690Mi chiamerete poi presuntuosa,
 se di Nardo gentil voglio esser sposa?
 
    Donne siamo e siamo nate
 per far l’uomo delirar.
 
    Amorose ci mostriamo
695e sappiamo lusingar.
 Ma poi quando a tu per tu
 siamo lì per dir di sì,
 rigettiamo in tutta fretta
 l’accettata servitù;
700e per gloria decantiamo
 e l’amar e il disamar.
 
    Donne siamo e siamo nate
 per far l’uomo delirar.
 
 SCENA VIII
 
 LENA
 
 LENA
 Se fosse in casa mia
705questa signora zia, confesso il vero,
 non vi starei con essa un giorno intero.
 Si spaccia per graziosa,
 vuol far la spiritosa,
 perché sposa sarà per accidente,
710perché bene sa far l’impertinente.
 E pur quando ci penso,
 bella vita è la nostra ed onorata!
 Sono alla sorte ingrata,
 allor che mi lamento
715d’uno stato ripien d’ogni contento.
 
    La pastorella al prato
 col gregge se ne va,
 colle agnelline allato
 cantando in libertà.
 
720   Se l’innocente amore
 gradisce il suo pastore,
 la bella pastorella
 contenta ognor sarà.
 
 SCENA IX
 
 Camera in casa di don Tritemio con tavolino, calamaro e sedie.
 
 LESBINA, poi NARDO con CAPOCCHIO, poi DON TRITEMIO
 
 LESBINA
 Oh, se sapessi il modo
725di burlare il padron, far lo vorrei.
 Basta, m’ingegnerò;
 tutto quel che so far, tutto farò.
 NARDO
 Lesbina, eccoci qui.
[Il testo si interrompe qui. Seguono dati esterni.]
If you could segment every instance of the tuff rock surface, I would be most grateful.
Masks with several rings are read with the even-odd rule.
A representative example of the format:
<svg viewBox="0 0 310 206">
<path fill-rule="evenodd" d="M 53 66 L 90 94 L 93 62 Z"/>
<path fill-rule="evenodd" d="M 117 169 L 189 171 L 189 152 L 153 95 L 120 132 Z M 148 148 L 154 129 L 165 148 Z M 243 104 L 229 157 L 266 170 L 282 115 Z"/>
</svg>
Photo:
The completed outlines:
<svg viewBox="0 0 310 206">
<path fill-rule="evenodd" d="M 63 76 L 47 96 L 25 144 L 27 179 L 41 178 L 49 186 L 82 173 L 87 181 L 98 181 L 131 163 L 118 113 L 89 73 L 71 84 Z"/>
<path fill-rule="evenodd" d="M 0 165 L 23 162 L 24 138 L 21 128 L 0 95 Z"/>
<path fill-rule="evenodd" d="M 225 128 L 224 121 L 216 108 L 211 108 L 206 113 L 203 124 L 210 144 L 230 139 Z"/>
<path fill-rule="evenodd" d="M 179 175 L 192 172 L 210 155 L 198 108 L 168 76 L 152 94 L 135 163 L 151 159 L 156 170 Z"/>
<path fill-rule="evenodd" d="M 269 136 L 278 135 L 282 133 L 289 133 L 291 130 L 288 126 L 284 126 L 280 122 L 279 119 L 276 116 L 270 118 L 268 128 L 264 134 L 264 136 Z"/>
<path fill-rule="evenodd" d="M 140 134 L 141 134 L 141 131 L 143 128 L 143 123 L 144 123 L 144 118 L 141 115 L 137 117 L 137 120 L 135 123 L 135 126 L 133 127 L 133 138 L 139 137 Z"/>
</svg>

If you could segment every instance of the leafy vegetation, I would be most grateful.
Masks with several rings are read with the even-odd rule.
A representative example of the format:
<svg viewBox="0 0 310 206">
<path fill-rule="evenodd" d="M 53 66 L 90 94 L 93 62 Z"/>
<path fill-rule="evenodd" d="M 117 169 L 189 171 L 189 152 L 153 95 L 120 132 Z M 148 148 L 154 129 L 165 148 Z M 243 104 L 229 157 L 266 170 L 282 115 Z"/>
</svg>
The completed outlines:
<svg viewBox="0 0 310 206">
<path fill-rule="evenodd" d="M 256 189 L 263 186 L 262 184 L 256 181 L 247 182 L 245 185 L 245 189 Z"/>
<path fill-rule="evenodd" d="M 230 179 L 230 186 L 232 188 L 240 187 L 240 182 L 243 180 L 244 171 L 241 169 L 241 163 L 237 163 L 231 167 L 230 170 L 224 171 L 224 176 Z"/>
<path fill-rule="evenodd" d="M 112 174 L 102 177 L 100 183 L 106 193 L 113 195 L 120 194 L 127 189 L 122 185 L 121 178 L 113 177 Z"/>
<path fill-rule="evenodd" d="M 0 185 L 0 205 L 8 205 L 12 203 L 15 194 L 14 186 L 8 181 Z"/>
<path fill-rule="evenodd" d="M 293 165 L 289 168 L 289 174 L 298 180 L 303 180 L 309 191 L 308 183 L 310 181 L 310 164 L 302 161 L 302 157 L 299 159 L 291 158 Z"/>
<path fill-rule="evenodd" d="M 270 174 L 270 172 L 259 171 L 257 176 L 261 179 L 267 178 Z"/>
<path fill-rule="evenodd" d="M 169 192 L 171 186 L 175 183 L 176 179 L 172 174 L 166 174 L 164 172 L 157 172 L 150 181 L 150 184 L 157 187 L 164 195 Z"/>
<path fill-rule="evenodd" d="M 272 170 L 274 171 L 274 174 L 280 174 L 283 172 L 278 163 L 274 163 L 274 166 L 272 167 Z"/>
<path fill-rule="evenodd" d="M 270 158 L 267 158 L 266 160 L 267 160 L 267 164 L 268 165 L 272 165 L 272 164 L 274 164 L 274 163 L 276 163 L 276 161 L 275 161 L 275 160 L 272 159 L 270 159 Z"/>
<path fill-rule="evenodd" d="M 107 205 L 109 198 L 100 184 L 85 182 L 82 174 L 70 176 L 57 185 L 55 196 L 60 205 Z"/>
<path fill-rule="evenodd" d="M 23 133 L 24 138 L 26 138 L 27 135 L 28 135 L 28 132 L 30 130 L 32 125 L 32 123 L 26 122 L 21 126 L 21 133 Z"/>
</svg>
Se don Tritemio
 ci ha mandati a chiamar perché io vi sposi,
730lo farò volentier; ma non vorrei
 che vi nascesse qualche parapiglia,
 qualche imbroglio novel tra serva e figlia.
 LESBINA
 La cosa è accomodata.
 La figliuola sposata
735sarà col cavalier che voi sapete;
 ed io vostra sarò, se mi volete.
 NARDO
 Don Tritemio dov’è?
 LESBINA
                                         Verrà a momenti.